Mechanisms of adaptive hypertrophic cardiac remodeling in a large animal model of premature ventricular contraction‐induced cardiomyopathy

Abstract

AbstractFrequent premature ventricular contractions (PVCs) promoted eccentric cardiac hypertrophy and reduced ejection fraction (EF) in a large animal model of PVC‐induced cardiomyopathy (PVC‐CM), but the molecular mechanisms and markers of this hypertrophic remodeling remain unexplored. Healthy mongrel canines were implanted with pacemakers to deliver bigeminal PVCs (50% burden with 200–220 ms coupling interval). After 12 weeks, left ventricular (LV) free wall samples were studied from PVC‐CM and Sham groups.

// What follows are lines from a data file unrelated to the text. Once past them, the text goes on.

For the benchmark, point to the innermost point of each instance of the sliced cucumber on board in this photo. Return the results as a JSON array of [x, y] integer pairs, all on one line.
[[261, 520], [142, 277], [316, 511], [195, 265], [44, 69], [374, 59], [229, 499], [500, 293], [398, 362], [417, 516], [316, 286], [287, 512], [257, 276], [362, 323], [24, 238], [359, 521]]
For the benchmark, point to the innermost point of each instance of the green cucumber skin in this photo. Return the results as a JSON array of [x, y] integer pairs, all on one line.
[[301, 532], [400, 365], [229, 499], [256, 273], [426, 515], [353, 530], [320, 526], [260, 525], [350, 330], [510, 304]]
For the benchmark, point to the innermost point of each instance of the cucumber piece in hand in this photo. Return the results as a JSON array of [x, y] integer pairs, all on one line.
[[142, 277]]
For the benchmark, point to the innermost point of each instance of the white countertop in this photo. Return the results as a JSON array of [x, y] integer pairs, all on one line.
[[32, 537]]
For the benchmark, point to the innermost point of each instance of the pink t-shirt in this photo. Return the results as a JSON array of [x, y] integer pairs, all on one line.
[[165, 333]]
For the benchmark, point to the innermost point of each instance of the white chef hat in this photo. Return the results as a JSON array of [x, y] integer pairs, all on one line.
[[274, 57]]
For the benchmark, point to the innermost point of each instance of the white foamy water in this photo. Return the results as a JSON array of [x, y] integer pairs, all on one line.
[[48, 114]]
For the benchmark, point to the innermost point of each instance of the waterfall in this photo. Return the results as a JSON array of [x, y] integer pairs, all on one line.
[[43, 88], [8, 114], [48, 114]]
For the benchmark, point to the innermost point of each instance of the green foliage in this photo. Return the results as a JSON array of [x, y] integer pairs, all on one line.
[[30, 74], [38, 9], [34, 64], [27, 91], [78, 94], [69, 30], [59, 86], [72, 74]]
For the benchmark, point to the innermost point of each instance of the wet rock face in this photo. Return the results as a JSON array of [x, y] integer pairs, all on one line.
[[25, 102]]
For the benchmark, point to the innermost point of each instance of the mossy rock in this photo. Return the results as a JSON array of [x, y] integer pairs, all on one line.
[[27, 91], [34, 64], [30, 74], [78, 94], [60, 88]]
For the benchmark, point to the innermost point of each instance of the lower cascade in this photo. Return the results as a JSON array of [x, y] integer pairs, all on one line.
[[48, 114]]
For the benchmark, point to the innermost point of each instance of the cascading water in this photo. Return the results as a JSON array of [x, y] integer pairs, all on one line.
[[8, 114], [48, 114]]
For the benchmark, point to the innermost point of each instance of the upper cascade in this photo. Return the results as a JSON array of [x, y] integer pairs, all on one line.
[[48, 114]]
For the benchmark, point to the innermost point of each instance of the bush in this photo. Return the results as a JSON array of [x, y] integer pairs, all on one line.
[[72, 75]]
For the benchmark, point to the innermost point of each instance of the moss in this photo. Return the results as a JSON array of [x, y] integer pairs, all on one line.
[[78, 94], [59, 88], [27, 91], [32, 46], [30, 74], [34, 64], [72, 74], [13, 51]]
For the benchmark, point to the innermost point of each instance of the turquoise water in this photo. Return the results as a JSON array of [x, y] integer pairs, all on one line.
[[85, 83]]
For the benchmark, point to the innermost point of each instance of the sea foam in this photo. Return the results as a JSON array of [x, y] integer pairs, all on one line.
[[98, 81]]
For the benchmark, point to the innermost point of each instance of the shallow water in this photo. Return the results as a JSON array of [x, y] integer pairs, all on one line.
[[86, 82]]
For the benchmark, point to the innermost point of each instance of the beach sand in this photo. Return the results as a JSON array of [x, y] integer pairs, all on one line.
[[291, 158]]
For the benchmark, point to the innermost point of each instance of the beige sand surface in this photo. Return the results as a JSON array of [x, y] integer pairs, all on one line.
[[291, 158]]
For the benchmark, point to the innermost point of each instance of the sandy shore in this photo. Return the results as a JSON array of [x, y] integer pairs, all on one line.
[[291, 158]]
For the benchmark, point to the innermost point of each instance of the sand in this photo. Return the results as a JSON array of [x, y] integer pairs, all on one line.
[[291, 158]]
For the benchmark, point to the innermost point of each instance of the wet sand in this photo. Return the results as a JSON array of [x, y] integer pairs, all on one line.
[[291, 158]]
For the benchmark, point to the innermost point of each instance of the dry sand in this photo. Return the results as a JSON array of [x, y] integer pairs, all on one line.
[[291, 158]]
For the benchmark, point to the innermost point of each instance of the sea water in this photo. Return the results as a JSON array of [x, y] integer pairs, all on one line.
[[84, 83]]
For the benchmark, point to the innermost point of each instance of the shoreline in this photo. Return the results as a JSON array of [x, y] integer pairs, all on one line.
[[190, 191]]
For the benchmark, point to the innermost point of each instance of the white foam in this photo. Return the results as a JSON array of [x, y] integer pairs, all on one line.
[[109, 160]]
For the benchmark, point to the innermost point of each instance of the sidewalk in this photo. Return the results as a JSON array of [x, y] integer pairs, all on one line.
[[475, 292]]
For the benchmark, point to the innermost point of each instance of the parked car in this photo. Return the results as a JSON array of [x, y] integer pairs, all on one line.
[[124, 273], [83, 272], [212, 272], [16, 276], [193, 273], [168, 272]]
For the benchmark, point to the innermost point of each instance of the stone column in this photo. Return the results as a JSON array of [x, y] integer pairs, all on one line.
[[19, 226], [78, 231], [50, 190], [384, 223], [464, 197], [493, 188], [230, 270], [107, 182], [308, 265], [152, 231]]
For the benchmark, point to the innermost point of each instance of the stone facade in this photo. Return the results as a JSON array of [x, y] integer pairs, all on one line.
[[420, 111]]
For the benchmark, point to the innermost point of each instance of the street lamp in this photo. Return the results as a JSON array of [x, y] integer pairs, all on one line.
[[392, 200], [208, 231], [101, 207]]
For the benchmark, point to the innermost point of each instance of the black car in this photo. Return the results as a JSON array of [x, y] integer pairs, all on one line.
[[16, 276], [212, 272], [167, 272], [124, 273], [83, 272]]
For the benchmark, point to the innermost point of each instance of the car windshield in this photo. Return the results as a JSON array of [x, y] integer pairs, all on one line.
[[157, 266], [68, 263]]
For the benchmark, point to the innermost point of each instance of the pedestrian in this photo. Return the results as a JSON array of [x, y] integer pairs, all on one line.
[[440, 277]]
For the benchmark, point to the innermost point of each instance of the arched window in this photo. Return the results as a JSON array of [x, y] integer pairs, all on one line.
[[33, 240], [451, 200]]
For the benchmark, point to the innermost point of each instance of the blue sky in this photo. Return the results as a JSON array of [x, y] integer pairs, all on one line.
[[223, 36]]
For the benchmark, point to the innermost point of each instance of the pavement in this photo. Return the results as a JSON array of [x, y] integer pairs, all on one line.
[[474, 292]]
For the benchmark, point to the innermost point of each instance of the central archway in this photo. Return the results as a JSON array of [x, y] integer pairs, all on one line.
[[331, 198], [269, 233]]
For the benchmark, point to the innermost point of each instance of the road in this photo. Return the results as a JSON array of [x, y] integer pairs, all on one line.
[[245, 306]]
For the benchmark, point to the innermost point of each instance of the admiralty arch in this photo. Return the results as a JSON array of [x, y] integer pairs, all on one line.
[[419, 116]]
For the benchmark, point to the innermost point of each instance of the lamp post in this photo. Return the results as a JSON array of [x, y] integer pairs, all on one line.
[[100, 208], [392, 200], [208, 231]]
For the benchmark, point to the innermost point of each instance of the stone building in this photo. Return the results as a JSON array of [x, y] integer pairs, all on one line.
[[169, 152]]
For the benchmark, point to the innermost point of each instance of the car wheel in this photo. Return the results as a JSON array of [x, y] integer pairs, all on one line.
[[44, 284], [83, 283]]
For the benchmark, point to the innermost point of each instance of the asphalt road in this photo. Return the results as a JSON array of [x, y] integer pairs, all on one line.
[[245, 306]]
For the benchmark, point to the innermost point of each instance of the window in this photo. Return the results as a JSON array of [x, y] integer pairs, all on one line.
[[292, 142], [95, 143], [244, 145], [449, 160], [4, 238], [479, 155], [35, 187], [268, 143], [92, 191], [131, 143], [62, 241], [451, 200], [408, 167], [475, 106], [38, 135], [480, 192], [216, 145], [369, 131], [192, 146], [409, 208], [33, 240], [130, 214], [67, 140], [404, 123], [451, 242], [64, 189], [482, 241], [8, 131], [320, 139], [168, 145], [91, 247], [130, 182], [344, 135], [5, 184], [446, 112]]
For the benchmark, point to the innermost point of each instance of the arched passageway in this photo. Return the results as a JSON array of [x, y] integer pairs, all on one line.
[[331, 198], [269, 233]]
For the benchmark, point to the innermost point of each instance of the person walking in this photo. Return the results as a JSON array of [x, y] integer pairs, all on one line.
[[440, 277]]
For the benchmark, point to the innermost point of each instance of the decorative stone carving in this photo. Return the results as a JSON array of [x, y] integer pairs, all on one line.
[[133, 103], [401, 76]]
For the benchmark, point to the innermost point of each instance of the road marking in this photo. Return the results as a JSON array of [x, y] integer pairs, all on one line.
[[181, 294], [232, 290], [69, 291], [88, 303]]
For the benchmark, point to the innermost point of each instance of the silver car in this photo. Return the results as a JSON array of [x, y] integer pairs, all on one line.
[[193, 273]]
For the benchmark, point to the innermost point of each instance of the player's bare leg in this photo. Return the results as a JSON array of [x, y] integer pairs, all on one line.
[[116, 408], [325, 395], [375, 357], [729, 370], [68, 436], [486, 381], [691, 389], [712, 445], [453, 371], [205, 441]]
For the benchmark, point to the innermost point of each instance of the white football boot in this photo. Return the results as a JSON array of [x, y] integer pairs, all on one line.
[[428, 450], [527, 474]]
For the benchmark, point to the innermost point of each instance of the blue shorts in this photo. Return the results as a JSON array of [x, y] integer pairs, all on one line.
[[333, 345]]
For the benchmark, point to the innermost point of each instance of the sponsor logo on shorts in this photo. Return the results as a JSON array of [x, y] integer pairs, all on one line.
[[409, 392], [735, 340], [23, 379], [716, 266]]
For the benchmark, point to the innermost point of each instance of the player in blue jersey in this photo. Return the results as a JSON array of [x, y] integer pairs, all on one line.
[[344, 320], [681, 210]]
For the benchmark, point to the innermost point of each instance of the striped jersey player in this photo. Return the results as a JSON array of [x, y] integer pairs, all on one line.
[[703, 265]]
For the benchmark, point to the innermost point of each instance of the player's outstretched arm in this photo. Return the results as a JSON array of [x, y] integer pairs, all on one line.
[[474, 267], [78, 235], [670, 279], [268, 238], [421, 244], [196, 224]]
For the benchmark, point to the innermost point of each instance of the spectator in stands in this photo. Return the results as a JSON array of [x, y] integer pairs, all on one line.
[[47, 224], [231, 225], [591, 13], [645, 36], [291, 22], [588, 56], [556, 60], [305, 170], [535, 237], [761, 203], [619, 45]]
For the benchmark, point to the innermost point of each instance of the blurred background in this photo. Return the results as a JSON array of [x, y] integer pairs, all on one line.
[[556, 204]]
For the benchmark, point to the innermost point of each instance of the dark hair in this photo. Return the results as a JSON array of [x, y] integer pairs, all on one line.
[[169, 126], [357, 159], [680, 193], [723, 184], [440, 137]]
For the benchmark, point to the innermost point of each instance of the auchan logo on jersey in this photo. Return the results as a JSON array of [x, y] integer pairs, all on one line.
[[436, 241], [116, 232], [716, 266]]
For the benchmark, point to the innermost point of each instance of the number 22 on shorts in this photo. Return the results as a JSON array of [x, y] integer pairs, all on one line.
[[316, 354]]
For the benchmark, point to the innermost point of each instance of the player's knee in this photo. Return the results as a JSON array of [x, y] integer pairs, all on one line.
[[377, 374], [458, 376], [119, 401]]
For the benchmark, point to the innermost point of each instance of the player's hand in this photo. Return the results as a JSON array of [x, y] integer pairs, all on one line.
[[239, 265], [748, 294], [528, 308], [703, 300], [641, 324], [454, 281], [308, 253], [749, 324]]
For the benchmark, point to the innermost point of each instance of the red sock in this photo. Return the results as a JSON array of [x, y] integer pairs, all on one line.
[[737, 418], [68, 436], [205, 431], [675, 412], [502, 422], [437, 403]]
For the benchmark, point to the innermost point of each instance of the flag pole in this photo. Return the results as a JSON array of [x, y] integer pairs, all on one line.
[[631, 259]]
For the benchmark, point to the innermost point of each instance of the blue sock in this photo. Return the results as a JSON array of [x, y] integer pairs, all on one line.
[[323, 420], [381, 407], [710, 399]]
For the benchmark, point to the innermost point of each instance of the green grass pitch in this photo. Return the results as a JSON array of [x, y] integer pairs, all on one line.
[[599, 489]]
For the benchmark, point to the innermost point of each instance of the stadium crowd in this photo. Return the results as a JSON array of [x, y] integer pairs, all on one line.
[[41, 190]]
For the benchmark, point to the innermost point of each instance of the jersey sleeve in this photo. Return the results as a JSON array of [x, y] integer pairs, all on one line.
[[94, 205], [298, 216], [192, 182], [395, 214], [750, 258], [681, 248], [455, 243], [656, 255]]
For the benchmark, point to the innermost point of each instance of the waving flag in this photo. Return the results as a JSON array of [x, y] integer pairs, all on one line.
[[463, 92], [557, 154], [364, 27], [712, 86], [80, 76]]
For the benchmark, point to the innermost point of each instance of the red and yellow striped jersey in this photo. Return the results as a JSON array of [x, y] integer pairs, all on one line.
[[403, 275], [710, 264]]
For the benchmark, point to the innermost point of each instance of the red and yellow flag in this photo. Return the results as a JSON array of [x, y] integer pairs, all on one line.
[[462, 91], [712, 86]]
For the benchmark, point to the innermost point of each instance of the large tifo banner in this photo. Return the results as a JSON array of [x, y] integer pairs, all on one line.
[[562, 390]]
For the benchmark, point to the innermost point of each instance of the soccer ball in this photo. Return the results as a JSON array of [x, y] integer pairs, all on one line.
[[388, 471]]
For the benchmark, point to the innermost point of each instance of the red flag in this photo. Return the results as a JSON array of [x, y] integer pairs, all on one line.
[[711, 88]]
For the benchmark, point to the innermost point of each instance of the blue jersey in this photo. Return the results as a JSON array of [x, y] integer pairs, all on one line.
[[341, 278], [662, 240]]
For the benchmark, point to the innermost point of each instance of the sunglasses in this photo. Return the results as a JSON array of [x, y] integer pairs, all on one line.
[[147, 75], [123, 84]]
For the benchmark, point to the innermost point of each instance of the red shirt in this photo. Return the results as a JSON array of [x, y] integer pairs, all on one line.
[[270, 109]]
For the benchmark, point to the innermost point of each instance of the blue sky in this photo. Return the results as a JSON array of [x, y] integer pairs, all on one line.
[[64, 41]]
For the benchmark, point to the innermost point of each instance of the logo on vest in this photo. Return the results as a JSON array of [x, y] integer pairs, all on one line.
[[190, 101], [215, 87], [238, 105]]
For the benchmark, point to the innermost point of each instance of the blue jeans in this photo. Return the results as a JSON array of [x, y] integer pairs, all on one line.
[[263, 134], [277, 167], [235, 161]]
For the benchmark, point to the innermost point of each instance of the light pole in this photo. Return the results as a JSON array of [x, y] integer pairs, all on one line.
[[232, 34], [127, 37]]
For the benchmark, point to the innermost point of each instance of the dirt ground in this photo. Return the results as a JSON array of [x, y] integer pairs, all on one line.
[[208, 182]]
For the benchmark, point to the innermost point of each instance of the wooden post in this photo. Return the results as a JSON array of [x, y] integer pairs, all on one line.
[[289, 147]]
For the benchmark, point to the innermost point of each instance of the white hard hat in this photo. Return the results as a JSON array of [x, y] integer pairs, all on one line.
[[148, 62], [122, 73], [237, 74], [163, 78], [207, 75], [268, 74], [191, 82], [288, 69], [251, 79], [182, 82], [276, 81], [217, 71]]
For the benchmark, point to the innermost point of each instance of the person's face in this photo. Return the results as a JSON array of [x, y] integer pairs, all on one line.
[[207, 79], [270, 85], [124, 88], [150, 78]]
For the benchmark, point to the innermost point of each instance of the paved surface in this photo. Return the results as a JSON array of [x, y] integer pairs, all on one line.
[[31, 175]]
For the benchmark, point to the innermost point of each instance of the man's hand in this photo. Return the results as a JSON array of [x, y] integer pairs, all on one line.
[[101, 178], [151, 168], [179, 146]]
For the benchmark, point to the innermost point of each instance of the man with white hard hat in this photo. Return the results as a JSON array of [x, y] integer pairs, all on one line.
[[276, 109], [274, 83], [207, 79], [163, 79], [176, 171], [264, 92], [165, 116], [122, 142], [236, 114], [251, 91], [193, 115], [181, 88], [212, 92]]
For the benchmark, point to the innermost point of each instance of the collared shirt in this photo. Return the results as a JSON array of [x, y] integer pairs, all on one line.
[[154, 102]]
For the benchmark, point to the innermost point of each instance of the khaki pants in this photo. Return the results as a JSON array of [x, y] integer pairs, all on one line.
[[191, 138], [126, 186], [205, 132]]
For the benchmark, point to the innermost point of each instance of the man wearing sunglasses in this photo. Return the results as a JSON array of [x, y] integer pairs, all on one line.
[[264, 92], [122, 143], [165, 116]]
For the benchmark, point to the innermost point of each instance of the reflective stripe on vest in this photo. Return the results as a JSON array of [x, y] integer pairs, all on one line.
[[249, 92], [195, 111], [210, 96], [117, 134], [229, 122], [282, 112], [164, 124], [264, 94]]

In addition to reduced LV ejection fraction (LVEF), the PVC‐CM group showed larger cardiac myocytes without evident ultrastructural alterations compared to the Sham group. Biochemical markers of pathological hypertrophy, such as store‐operated Ca2+ entry, calcineurin/NFAT pathway, β‐myosin heavy chain, and skeletal type α‐actin were unaltered in the PVC‐CM group. In contrast, pro‐hypertrophic and antiapoptotic pathways including ERK1/2 and AKT/mTOR were activated and/or overexpressed in the PVC‐CM group, which appeared counterbalanced by an overexpression of protein phosphatase 1 and a borderline elevation of the anti‐hypertrophic factor atrial natriuretic peptide. Moreover, the potent angiogenic and pro‐hypertrophic factor VEGF‐A and its receptor VEGFR2 were significantly elevated in the PVC‐CM group. In conclusion, a molecular program is in place to keep this structural remodeling associated with frequent PVCs as an adaptive pathological hypertrophy.